2790. Gloucester Road

I have waited a long while to photograph this mural from Mr Penfold, mainly because it is not in a place I frequent all that much, there isn’t any other street art to speak of just in this spot, so it requires a special trip or an occasion when I happen to be in the right place at the right time.

Mr Penfold, Gloucester Road, Bristol, February 2020
Mr Penfold, Gloucester Road, Bristol, February 2020

That time was about a month ago on one of those rare sunny days in an otherwise very wet (the wettest on record) February. This mural is what Mr Penfold does so well and so distinctively. In his ‘liquorice allsort’ colours and 1980’s designer patterns Mr Penfold presents with a pleasing abstract pece that turns a boring wall into a point of interest. This is most likely a comission from the shop or possibly from the Business Improvement District. A nice piece.

2776. Gloucester Road, Filthy XIII

It is strange how you can notice something for the first time and then start wondering how long the thing you have just noticed has been there, and so it is with this Sepr commission on the facia sign for Filthy XIII just near the arches on Gloucester Road.

Sepr, Gloucester Road, Bristol, February 2020
Sepr, Gloucester Road, Bristol, February 2020

On a wet walk to work I spotted this piece and was really rather taken by it. As with all Sepr pieces, the cartoon style character, looking like an illustration from the 1960s is part of an unfolding story involving a dog and some birds and drink.

Sepr, Gloucester Road, Bristol, February 2020
Sepr, Gloucester Road, Bristol, February 2020

I don’t think I’ll ever get bored of Sepr’s work and my only criticism is that I just don’t get to see enough of it. At least I can enjoy this one every time I walk to work.

2579. Gloucester Road, CoLAB

I was on a mission to buy a couple of birthday presents a week or two back, and was running out of options (and time) so I took a stroll up Gloucester Road to see what I could find, as my usual ‘sure thing’ the Guild on Park Street had somewhat let me down. One of the shops I visited a couple of times was CoLAB, a shop that sells art from local artists. This particular shop also has strong links with the street art scene and stocks a range of books published by Tangent on the subject.

On my second trip into the shop, which sealed the deal on a rather nice print of the Carriageworks (with the Iconic Sweet Toof and Rawdy crocodile), I noticed this little alcove that looked a little bit like an ex-changing room (not an exchanging room, that might be something completely diffierent). Hurrah, the unmistakable work of Andy Council.

Andy Council, Gloucester Road CoLAB, Bristol, February
Andy Council, Gloucester Road CoLAB, Bristol, February

I don’t usually post indoor art in Natural Adventures, but just occassionally…

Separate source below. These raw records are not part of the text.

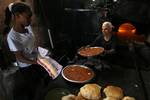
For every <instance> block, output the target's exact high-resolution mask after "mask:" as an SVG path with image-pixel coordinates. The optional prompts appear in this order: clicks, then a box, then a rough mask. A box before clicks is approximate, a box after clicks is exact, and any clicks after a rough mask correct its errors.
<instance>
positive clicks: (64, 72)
mask: <svg viewBox="0 0 150 100" xmlns="http://www.w3.org/2000/svg"><path fill="white" fill-rule="evenodd" d="M62 76H63V78H64V79H65V80H67V81H69V82H72V83H87V82H89V81H90V80H92V79H93V78H94V76H95V73H94V71H93V70H92V69H90V68H88V67H86V66H84V65H68V66H66V67H65V68H64V69H63V70H62Z"/></svg>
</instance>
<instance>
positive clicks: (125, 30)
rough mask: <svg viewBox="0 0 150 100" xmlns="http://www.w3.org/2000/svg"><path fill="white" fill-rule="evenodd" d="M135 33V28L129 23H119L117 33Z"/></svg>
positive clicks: (131, 24)
mask: <svg viewBox="0 0 150 100" xmlns="http://www.w3.org/2000/svg"><path fill="white" fill-rule="evenodd" d="M135 33H136V28H135V27H134V26H133V25H132V24H130V23H124V24H122V25H120V27H119V29H118V35H124V36H130V35H134V34H135Z"/></svg>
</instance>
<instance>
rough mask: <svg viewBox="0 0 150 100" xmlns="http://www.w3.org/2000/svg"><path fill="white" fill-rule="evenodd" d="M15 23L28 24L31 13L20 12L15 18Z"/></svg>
mask: <svg viewBox="0 0 150 100" xmlns="http://www.w3.org/2000/svg"><path fill="white" fill-rule="evenodd" d="M16 21H17V23H18V24H20V25H22V26H24V27H25V26H28V25H30V24H31V14H28V13H25V12H24V13H21V14H18V16H17V19H16Z"/></svg>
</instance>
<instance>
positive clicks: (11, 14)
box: [5, 2, 49, 100]
mask: <svg viewBox="0 0 150 100" xmlns="http://www.w3.org/2000/svg"><path fill="white" fill-rule="evenodd" d="M5 15H6V20H5V23H6V26H8V27H7V28H6V29H5V32H9V33H8V36H7V42H8V46H9V48H10V51H11V52H13V53H14V55H15V57H16V60H17V62H18V66H19V70H18V71H17V73H16V75H18V74H19V75H21V80H19V81H18V80H15V82H16V83H15V85H16V87H15V89H14V92H13V93H14V100H21V99H22V98H26V99H25V100H31V99H33V95H34V94H35V88H36V87H35V86H36V85H37V83H40V82H39V81H41V79H42V78H43V77H44V76H43V75H45V73H46V72H45V70H44V69H43V68H42V67H41V66H39V65H38V64H37V61H36V54H35V52H34V50H35V47H34V43H35V37H34V34H33V32H32V29H31V26H30V23H31V16H32V12H31V9H30V7H29V6H28V5H26V4H24V3H21V2H15V3H11V4H10V5H9V6H8V7H7V8H6V14H5ZM11 21H12V28H10V27H9V26H10V22H11ZM9 29H10V31H9ZM47 76H48V75H47ZM15 79H17V77H15ZM48 80H49V79H48ZM19 82H21V83H20V84H19ZM16 89H17V90H16Z"/></svg>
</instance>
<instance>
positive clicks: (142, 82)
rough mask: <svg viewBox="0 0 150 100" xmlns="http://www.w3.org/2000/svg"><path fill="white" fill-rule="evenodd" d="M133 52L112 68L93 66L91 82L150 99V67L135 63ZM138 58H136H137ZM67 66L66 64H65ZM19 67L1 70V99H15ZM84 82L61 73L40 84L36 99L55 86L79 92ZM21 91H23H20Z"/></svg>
mask: <svg viewBox="0 0 150 100" xmlns="http://www.w3.org/2000/svg"><path fill="white" fill-rule="evenodd" d="M131 54H133V53H132V52H131V53H124V55H126V56H123V57H120V58H118V59H117V60H118V61H119V62H118V64H117V63H114V64H112V65H111V66H112V68H111V69H109V70H108V69H102V70H95V68H92V69H93V70H94V71H95V73H96V77H95V78H94V79H93V80H92V81H91V83H97V84H99V85H101V86H102V87H103V88H105V87H106V86H107V85H115V86H119V87H121V88H122V89H123V90H124V94H125V95H128V96H133V97H135V98H136V100H149V99H150V78H149V76H150V68H147V69H146V68H144V65H141V63H140V64H139V61H138V60H136V64H135V63H133V61H132V60H133V59H130V58H131V56H129V55H131ZM119 59H121V60H119ZM135 59H136V58H135ZM64 66H65V65H64ZM17 69H18V67H14V66H12V67H9V69H7V70H4V71H0V79H1V80H2V81H1V82H0V100H13V98H12V96H13V93H12V90H13V86H14V78H15V79H17V81H18V82H19V81H20V78H19V77H16V76H15V72H16V70H17ZM83 85H84V84H74V83H70V82H67V81H66V80H64V79H63V77H62V76H61V75H59V77H58V78H57V79H55V80H51V81H50V82H49V83H48V86H47V87H43V85H42V84H39V86H38V87H37V92H36V93H35V100H44V98H45V96H46V95H47V93H48V92H49V91H51V90H53V89H55V88H65V89H67V90H68V91H70V93H74V94H77V92H78V91H79V89H80V87H81V86H83ZM20 92H21V91H20Z"/></svg>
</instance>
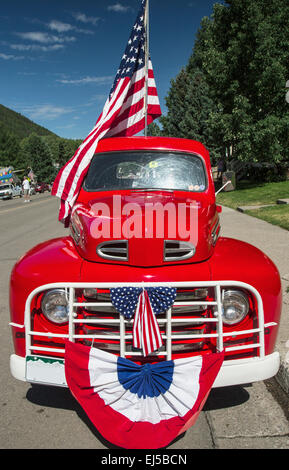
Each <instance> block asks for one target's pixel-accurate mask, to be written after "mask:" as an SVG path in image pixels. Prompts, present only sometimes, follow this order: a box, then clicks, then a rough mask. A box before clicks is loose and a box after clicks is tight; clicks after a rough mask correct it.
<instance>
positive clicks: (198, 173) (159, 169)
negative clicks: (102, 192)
mask: <svg viewBox="0 0 289 470" xmlns="http://www.w3.org/2000/svg"><path fill="white" fill-rule="evenodd" d="M206 184H207V182H206V173H205V169H204V164H203V162H202V159H201V158H200V157H199V156H198V155H195V154H186V153H176V152H148V151H141V152H140V151H139V152H136V151H134V152H112V153H103V154H96V155H95V156H94V157H93V160H92V162H91V164H90V167H89V170H88V173H87V176H86V178H85V182H84V189H85V190H86V191H113V190H122V189H132V190H142V189H164V190H179V191H194V192H202V191H204V190H205V189H206Z"/></svg>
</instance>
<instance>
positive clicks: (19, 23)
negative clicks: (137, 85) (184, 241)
mask: <svg viewBox="0 0 289 470" xmlns="http://www.w3.org/2000/svg"><path fill="white" fill-rule="evenodd" d="M217 1H219V3H221V1H220V0H150V53H151V58H152V63H153V68H154V74H155V79H156V85H157V89H158V94H159V98H160V103H161V108H162V112H163V114H165V113H166V107H165V97H166V95H167V93H168V91H169V88H170V80H171V79H173V78H175V76H176V75H177V74H178V72H179V71H180V69H181V67H182V66H185V65H186V64H187V62H188V59H189V57H190V55H191V52H192V49H193V45H194V40H195V35H196V32H197V30H198V28H199V26H200V22H201V19H202V17H204V16H210V15H211V14H212V6H213V4H214V3H217ZM140 3H141V2H140V0H98V1H96V0H94V1H93V0H82V1H80V0H69V1H68V0H58V1H55V0H25V1H23V0H22V1H18V0H2V1H1V9H0V85H1V86H0V103H1V104H3V105H4V106H7V107H8V108H11V109H13V110H14V111H17V112H19V113H21V114H23V115H24V116H27V117H28V118H30V119H32V120H33V121H34V122H36V123H37V124H40V125H42V126H44V127H46V128H47V129H49V130H51V131H53V132H55V133H56V134H57V135H59V136H61V137H65V138H73V139H74V138H75V139H84V138H85V137H86V135H87V134H88V133H89V132H90V130H91V129H92V128H93V126H94V124H95V122H96V119H97V118H98V116H99V114H100V113H101V111H102V108H103V105H104V103H105V101H106V98H107V96H108V93H109V91H110V88H111V86H112V83H113V80H114V77H115V74H116V71H117V69H118V66H119V64H120V60H121V57H122V54H123V52H124V49H125V47H126V43H127V40H128V38H129V35H130V32H131V28H132V26H133V24H134V20H135V18H136V15H137V12H138V9H139V6H140Z"/></svg>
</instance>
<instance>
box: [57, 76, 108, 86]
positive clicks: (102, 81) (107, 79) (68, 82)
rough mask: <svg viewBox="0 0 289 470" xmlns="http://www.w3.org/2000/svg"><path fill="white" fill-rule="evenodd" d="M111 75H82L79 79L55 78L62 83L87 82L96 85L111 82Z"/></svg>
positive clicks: (77, 84) (100, 84) (75, 82)
mask: <svg viewBox="0 0 289 470" xmlns="http://www.w3.org/2000/svg"><path fill="white" fill-rule="evenodd" d="M112 79H113V76H104V77H89V76H88V77H84V78H79V79H71V80H68V79H62V80H57V82H59V83H62V84H64V85H86V84H88V83H96V84H98V85H104V84H107V83H111V81H112Z"/></svg>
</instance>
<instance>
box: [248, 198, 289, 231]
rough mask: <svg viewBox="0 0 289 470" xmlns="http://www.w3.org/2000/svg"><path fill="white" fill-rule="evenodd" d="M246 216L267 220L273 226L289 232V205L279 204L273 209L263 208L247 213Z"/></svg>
mask: <svg viewBox="0 0 289 470" xmlns="http://www.w3.org/2000/svg"><path fill="white" fill-rule="evenodd" d="M245 213H246V214H248V215H252V216H253V217H257V218H258V219H262V220H265V221H266V222H269V223H270V224H273V225H278V226H279V227H282V228H285V229H286V230H289V204H278V205H277V206H272V207H261V208H260V209H253V210H249V211H245Z"/></svg>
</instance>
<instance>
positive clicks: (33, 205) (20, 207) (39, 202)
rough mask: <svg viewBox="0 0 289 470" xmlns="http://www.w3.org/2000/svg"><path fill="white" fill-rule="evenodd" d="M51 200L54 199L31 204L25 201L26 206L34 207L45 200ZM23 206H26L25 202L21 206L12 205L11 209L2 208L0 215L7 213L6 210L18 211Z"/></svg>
mask: <svg viewBox="0 0 289 470" xmlns="http://www.w3.org/2000/svg"><path fill="white" fill-rule="evenodd" d="M50 200H52V199H48V198H47V199H44V200H43V201H37V202H33V203H32V204H31V205H30V203H25V206H30V207H34V206H38V205H39V204H43V202H47V201H50ZM23 206H24V202H23V203H22V204H21V205H20V206H17V207H11V209H4V210H3V211H1V210H0V215H1V214H5V213H6V212H13V211H17V210H18V209H23Z"/></svg>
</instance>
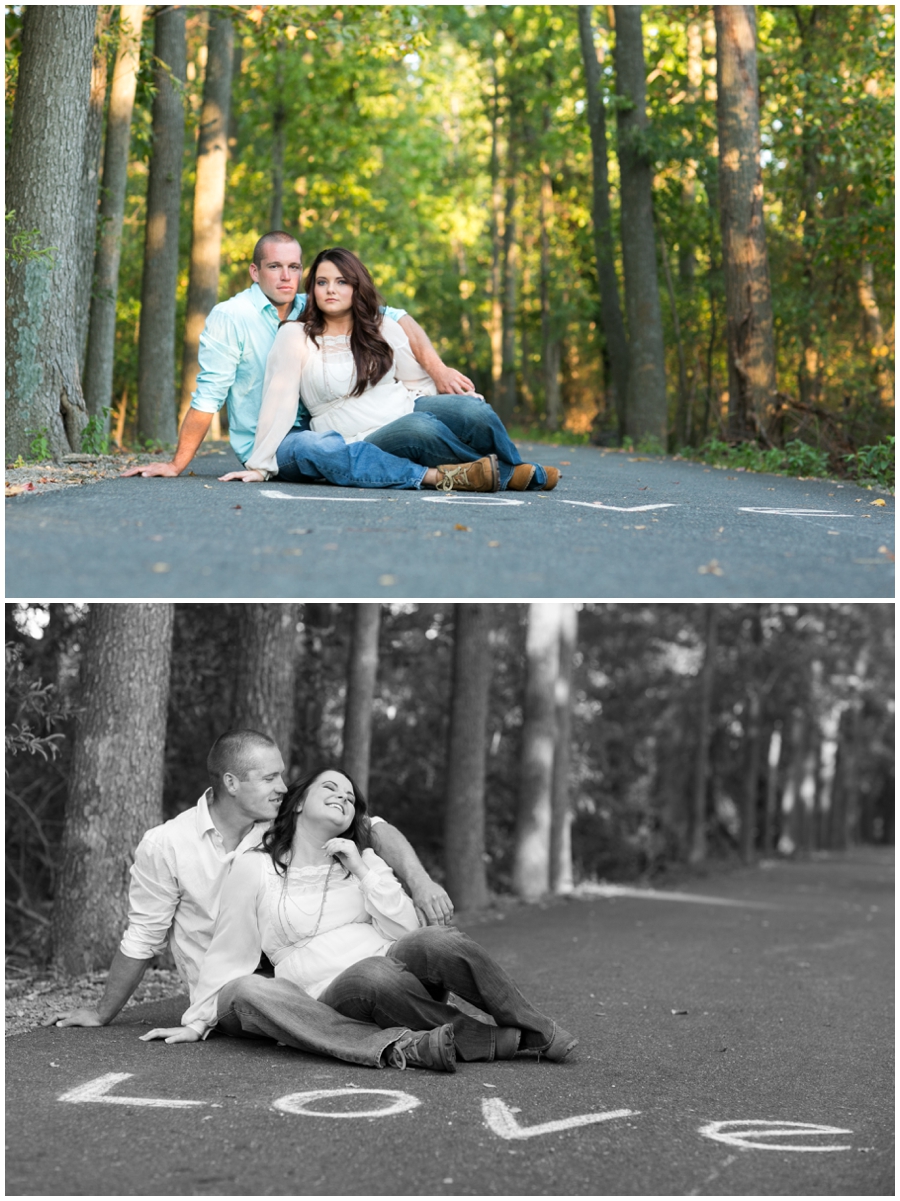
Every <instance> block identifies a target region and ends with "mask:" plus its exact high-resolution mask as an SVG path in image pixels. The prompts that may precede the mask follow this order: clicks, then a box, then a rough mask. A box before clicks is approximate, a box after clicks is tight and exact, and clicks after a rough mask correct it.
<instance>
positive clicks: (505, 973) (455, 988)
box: [320, 926, 556, 1059]
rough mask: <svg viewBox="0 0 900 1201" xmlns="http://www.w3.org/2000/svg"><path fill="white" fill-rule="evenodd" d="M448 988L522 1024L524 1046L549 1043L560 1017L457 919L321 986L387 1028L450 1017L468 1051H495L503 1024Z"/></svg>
mask: <svg viewBox="0 0 900 1201" xmlns="http://www.w3.org/2000/svg"><path fill="white" fill-rule="evenodd" d="M447 992H455V993H457V996H458V997H461V998H463V999H464V1000H467V1002H469V1003H470V1004H472V1005H477V1006H478V1009H481V1010H483V1011H484V1012H485V1014H489V1015H490V1016H491V1017H493V1018H494V1021H495V1022H496V1024H497V1026H513V1027H518V1028H519V1029H520V1030H521V1032H523V1035H521V1044H520V1047H521V1050H535V1051H543V1050H544V1048H546V1047H547V1046H549V1044H550V1042H552V1040H553V1036H554V1034H555V1030H556V1023H555V1022H554V1021H553V1020H552V1018H549V1017H547V1016H546V1015H544V1014H542V1012H541V1011H540V1010H538V1009H536V1008H535V1006H534V1005H532V1004H531V1002H530V1000H526V998H525V997H523V994H521V993H520V992H519V990H518V987H517V986H515V984H514V982H513V981H512V980H511V979H509V976H508V975H507V974H506V972H503V969H502V968H501V967H500V964H499V963H496V962H495V961H494V960H493V958H491V957H490V955H488V952H487V951H485V950H484V948H483V946H479V945H478V944H477V943H476V942H473V940H472V939H471V938H469V936H467V934H464V933H463V932H461V931H459V930H455V928H454V927H452V926H425V927H423V928H422V930H413V931H412V933H410V934H404V936H403V938H400V939H398V942H395V943H394V945H393V946H392V948H391V950H389V951H388V952H387V955H386V956H383V957H377V956H375V957H371V958H368V960H360V961H359V962H358V963H354V964H353V966H352V967H351V968H347V969H346V970H345V972H341V974H340V975H339V976H336V978H335V979H334V980H332V982H330V984H329V985H328V987H327V988H326V991H324V992H323V993H322V994H321V998H320V999H321V1000H322V1002H324V1004H327V1005H333V1006H334V1008H335V1009H336V1010H340V1012H341V1014H345V1015H346V1016H347V1017H356V1018H357V1020H359V1021H363V1022H376V1023H377V1024H379V1026H383V1027H386V1028H388V1027H392V1026H397V1024H401V1026H409V1028H410V1029H412V1030H430V1029H433V1028H434V1027H436V1026H443V1024H445V1023H446V1022H449V1023H451V1026H452V1027H453V1032H454V1036H455V1042H457V1052H458V1054H459V1057H460V1059H493V1058H494V1051H495V1039H496V1035H495V1030H496V1027H494V1026H489V1024H488V1023H487V1022H483V1021H479V1020H478V1018H477V1017H470V1016H469V1015H467V1014H463V1012H460V1011H459V1010H458V1009H455V1008H454V1006H453V1005H448V1004H446V1003H445V1000H443V997H445V996H446V993H447Z"/></svg>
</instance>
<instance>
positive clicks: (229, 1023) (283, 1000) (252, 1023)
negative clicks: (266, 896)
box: [215, 975, 406, 1068]
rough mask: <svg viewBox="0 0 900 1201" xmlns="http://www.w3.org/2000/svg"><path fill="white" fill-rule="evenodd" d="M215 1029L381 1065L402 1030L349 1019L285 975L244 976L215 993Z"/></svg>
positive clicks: (398, 1028)
mask: <svg viewBox="0 0 900 1201" xmlns="http://www.w3.org/2000/svg"><path fill="white" fill-rule="evenodd" d="M215 1029H217V1030H220V1032H221V1033H222V1034H231V1035H232V1038H238V1039H275V1040H276V1041H278V1042H285V1044H286V1045H287V1046H290V1047H297V1050H298V1051H311V1052H314V1053H315V1054H327V1056H333V1057H334V1058H335V1059H344V1060H346V1062H347V1063H358V1064H364V1065H365V1066H368V1068H382V1066H383V1063H382V1058H381V1057H382V1054H383V1053H385V1051H386V1050H387V1047H389V1046H392V1045H393V1044H394V1042H395V1041H397V1040H398V1039H399V1038H401V1036H403V1035H404V1034H405V1033H406V1028H405V1027H397V1028H388V1027H381V1026H379V1024H372V1023H371V1022H360V1021H353V1020H351V1018H350V1017H346V1016H345V1015H342V1014H339V1012H336V1011H335V1010H334V1009H329V1008H328V1005H323V1004H322V1002H321V1000H314V999H312V998H311V997H310V996H309V993H306V992H304V991H303V988H300V987H298V986H297V985H296V984H291V981H290V980H279V979H278V976H276V978H275V979H274V980H273V979H272V976H263V975H249V976H240V979H238V980H232V981H231V984H227V985H226V986H225V987H223V988H222V991H221V992H220V993H219V1003H217V1012H216V1026H215Z"/></svg>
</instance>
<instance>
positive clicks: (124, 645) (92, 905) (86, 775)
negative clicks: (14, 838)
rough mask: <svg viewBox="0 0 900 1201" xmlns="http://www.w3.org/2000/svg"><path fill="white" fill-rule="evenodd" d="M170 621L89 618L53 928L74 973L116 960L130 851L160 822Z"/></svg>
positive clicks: (53, 945)
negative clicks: (151, 828) (81, 700)
mask: <svg viewBox="0 0 900 1201" xmlns="http://www.w3.org/2000/svg"><path fill="white" fill-rule="evenodd" d="M172 616H173V605H171V604H99V605H91V608H90V613H89V615H88V625H87V629H85V646H84V653H83V659H82V675H81V689H79V691H81V697H82V704H83V706H84V707H83V709H82V710H81V712H79V715H78V718H77V721H76V735H74V759H73V763H72V773H71V777H70V784H68V801H67V803H66V824H65V831H64V835H62V871H61V873H60V878H59V883H58V885H56V896H55V901H54V909H53V927H52V936H53V955H54V960H55V961H56V963H58V964H59V966H60V967H61V968H62V969H64V970H65V972H68V973H70V974H72V975H78V974H81V973H84V972H91V970H95V969H99V968H103V967H106V966H107V964H108V963H109V961H111V960H112V957H113V955H114V954H115V950H117V946H118V944H119V939H120V938H121V932H123V930H124V928H125V921H126V914H127V894H129V880H130V877H129V868H130V866H131V862H132V854H133V850H135V847H136V846H137V843H138V842H139V841H141V837H142V836H143V833H144V832H145V831H147V830H149V829H150V827H151V826H155V825H159V823H160V821H161V820H162V776H163V752H165V743H166V712H167V703H168V680H169V651H171V646H172Z"/></svg>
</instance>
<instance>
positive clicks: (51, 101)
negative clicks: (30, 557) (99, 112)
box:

I suspect, looking at the wear and tear on this piece it might have been done some time ago. In true Andy Council style it features a bunch of dinosaurs that are constructed out of small houses and includes the Clifton Suspension Bridge, just for good measure. His work is inextricably linked with his home city and his identity can be found all over the place. A great find in a great shop that I will visit more frequently I’m sure.

2031. Gloucester Road

This piece goes back a little way, and kind of got lost because it was taken on my mobile phone and not on my camera – hence the rather poor quality. It is a piece by Hoax and Akarat above the Coop on Gloucester Road and didn’t last too long before it got dogged, which was a pity.

Hoax and Akarat, Gloucester Road, Bristol, August 2018
Hoax and Akarat, Gloucester Road, Bristol, August 2018

It has been a long time since I have seen anything by these two on the streets so I was rather excited by this collaboration. Unfortunately, by the time I returned some while later with a camera it was gone. Entitled Run run run, the piece includes a couple of galloping horses and what looks like an architectural feature, possibly a window and roof. I would have loved to get a closer look, but this was the best I could do.